Wellerisms have been perpetrated from Ancient Sumerian times at least (the Ancient Sumerians were the ones who invented writing, so Wellerisms could have been about for millennia before that. But luckily we have no record of them).
So what's a Wellerism?
It's a sort of joke.
"We'll have to rehearse that," said the undertaker as the coffin fell out of the car.
Re-hearse: geddit? Yes, it's awful. But even the philisopher Plato was unable entirely to resist the opportunity to cause pain in this way:
'The water will tell you,' said the guide, when the travellers asked him how deep the river was.
Presumably the gag works better in Greek.

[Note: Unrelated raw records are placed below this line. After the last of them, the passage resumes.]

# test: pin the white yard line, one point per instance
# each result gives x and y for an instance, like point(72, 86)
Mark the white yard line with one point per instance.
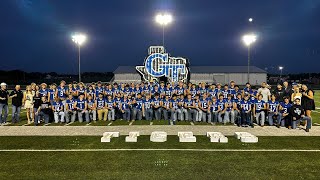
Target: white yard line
point(195, 150)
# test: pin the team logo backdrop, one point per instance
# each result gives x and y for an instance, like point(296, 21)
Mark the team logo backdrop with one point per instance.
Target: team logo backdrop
point(159, 64)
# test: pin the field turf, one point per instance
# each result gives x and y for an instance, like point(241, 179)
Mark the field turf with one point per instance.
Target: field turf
point(315, 118)
point(162, 164)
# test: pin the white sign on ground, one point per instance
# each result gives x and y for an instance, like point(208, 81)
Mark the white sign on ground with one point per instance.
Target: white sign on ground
point(133, 137)
point(246, 137)
point(186, 137)
point(158, 136)
point(108, 135)
point(217, 137)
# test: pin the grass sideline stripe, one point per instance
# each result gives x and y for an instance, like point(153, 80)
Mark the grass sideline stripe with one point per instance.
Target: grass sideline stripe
point(191, 150)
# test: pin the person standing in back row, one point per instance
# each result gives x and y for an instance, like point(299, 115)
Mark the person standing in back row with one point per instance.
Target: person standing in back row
point(17, 96)
point(4, 96)
point(265, 92)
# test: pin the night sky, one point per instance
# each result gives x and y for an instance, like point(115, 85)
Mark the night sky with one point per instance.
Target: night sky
point(35, 34)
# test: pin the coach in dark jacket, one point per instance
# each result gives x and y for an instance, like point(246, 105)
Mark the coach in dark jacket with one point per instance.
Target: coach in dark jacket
point(279, 93)
point(17, 96)
point(287, 89)
point(4, 95)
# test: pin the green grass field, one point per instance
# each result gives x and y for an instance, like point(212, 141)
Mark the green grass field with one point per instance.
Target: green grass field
point(87, 158)
point(315, 115)
point(162, 164)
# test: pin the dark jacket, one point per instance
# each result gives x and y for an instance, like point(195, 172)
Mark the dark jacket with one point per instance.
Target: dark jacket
point(296, 111)
point(279, 93)
point(4, 94)
point(17, 101)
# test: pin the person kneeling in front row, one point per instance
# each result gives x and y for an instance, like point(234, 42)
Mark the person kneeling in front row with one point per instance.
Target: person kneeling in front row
point(297, 114)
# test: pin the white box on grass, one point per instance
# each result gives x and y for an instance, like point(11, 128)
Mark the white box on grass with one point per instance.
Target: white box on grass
point(186, 137)
point(114, 134)
point(108, 135)
point(217, 137)
point(249, 139)
point(133, 137)
point(246, 137)
point(158, 136)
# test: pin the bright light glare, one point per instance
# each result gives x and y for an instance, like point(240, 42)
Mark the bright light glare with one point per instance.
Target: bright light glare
point(79, 39)
point(248, 39)
point(164, 19)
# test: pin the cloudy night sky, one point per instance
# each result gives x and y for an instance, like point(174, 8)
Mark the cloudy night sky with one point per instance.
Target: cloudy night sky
point(35, 35)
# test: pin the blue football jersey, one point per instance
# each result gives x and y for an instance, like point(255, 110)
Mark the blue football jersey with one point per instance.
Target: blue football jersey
point(62, 91)
point(81, 104)
point(139, 104)
point(156, 102)
point(99, 90)
point(70, 104)
point(204, 103)
point(230, 105)
point(285, 107)
point(101, 103)
point(179, 90)
point(245, 105)
point(166, 103)
point(44, 92)
point(259, 105)
point(58, 106)
point(221, 104)
point(147, 103)
point(110, 103)
point(273, 106)
point(175, 104)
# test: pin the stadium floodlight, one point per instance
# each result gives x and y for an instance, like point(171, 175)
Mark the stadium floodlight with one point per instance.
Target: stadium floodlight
point(79, 39)
point(163, 19)
point(280, 68)
point(248, 40)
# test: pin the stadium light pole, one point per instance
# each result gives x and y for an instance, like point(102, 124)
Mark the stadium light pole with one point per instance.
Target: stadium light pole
point(79, 39)
point(280, 68)
point(163, 19)
point(248, 40)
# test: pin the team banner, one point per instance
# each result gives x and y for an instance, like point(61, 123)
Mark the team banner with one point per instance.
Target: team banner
point(159, 64)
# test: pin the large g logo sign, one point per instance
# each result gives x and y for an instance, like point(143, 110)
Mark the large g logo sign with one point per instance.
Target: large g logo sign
point(153, 64)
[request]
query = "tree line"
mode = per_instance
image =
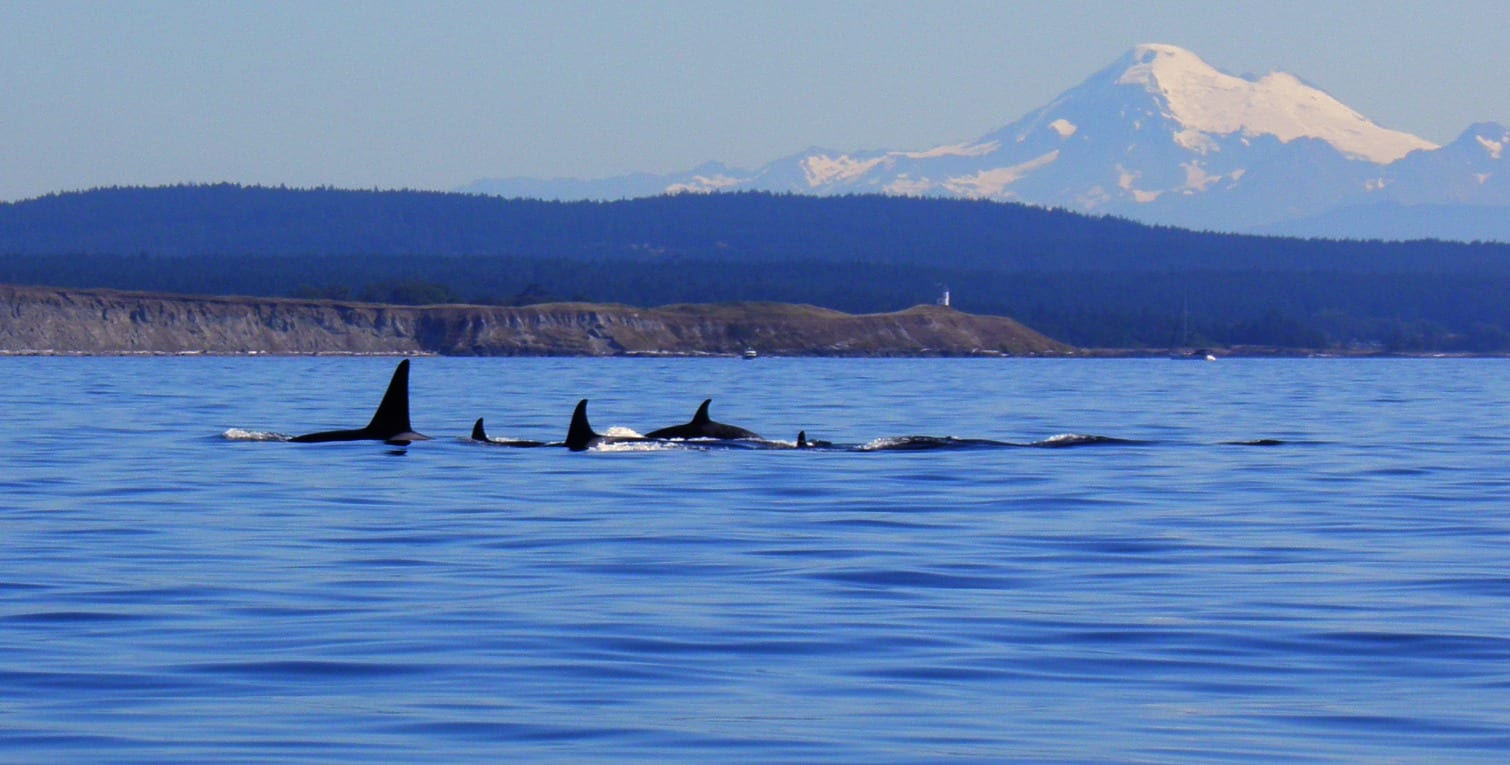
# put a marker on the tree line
(1090, 281)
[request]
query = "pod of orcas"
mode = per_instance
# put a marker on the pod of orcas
(390, 424)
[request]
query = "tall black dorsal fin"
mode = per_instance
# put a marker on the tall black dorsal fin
(393, 414)
(580, 435)
(702, 414)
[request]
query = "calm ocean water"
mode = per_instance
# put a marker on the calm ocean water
(174, 595)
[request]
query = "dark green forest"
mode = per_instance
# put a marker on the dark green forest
(1090, 281)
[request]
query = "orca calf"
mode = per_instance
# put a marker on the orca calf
(390, 421)
(580, 435)
(702, 426)
(482, 435)
(814, 444)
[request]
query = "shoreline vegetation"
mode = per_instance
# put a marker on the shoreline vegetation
(40, 320)
(59, 322)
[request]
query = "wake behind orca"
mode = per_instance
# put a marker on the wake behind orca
(580, 436)
(390, 423)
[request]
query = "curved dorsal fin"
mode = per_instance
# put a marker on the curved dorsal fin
(702, 412)
(393, 414)
(580, 435)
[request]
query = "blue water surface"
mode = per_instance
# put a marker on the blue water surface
(177, 589)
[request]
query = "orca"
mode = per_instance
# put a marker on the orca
(701, 426)
(814, 444)
(482, 435)
(580, 435)
(930, 442)
(390, 421)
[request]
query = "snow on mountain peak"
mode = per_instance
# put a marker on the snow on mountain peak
(1205, 100)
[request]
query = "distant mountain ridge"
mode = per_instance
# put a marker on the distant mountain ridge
(1161, 138)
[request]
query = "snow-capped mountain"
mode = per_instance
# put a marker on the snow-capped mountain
(1164, 138)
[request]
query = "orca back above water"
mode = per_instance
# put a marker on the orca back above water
(482, 435)
(580, 435)
(702, 426)
(390, 423)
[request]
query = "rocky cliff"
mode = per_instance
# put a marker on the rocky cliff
(47, 320)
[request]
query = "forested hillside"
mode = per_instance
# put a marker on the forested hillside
(1081, 279)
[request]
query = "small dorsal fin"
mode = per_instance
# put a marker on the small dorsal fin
(393, 414)
(580, 435)
(702, 414)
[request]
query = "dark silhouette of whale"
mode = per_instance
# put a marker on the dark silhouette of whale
(701, 426)
(390, 421)
(580, 435)
(482, 435)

Wellerisms can be found all over the place: they've been recorded in Holland, the Baltic, in Slav languages, as well as the African languages Yoruba and Chumburung.

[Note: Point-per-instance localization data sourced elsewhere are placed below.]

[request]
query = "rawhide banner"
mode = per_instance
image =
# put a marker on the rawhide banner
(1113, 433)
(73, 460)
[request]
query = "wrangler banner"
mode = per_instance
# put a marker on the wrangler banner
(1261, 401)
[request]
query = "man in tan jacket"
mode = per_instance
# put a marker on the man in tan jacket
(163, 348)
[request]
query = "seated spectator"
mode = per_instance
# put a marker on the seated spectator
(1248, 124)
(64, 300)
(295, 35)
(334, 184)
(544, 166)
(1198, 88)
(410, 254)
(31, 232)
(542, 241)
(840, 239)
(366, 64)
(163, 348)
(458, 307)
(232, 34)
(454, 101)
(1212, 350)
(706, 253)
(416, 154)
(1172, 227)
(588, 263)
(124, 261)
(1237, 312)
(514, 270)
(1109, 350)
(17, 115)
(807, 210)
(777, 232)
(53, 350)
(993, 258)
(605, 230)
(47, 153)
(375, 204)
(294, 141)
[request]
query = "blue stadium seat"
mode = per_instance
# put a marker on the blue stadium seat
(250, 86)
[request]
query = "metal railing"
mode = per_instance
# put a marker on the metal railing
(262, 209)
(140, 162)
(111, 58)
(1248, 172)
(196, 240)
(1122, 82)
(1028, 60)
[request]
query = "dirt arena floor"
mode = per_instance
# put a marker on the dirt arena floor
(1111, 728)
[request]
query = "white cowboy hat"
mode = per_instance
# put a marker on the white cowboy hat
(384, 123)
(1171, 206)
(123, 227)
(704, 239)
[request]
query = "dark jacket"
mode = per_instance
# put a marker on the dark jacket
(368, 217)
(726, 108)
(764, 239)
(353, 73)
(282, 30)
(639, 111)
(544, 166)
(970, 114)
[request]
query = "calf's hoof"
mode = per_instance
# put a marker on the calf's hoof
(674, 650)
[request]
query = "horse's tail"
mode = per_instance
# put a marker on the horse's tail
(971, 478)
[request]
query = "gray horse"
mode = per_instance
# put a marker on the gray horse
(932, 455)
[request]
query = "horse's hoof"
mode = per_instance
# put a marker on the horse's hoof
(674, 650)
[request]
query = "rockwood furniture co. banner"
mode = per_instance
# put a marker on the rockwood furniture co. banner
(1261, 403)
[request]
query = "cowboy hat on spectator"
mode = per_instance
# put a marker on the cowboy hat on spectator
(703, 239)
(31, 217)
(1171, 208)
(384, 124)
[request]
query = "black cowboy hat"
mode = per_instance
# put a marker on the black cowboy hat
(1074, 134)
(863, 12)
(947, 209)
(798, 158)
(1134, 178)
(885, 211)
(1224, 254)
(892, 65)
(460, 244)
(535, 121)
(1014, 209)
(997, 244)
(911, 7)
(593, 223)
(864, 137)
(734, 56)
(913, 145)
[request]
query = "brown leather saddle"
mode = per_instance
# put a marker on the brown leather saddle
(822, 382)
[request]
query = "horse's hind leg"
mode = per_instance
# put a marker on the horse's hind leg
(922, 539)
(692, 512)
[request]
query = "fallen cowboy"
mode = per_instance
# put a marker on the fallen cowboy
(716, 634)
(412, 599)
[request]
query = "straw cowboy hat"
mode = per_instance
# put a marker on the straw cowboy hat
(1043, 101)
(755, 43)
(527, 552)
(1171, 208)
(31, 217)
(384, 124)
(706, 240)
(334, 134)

"Ruff," said the dog, as it sat on the cactus.
There. I think I've inflicted enough pain for one day, so I'll stop, there. It's interesting, though, isn't it?
"Simply remarkable," said the teacher when asked his opinion about the new whiteboard.
Nuts and Bolts: Wellerisms. Wellerisms are named after Sam Weller, a character in Charles Dickens' Pickwick Papers (1836-7) who was always saying things like: 'Out with it, as the father said to the child when he swallowed a farden [farthing]'.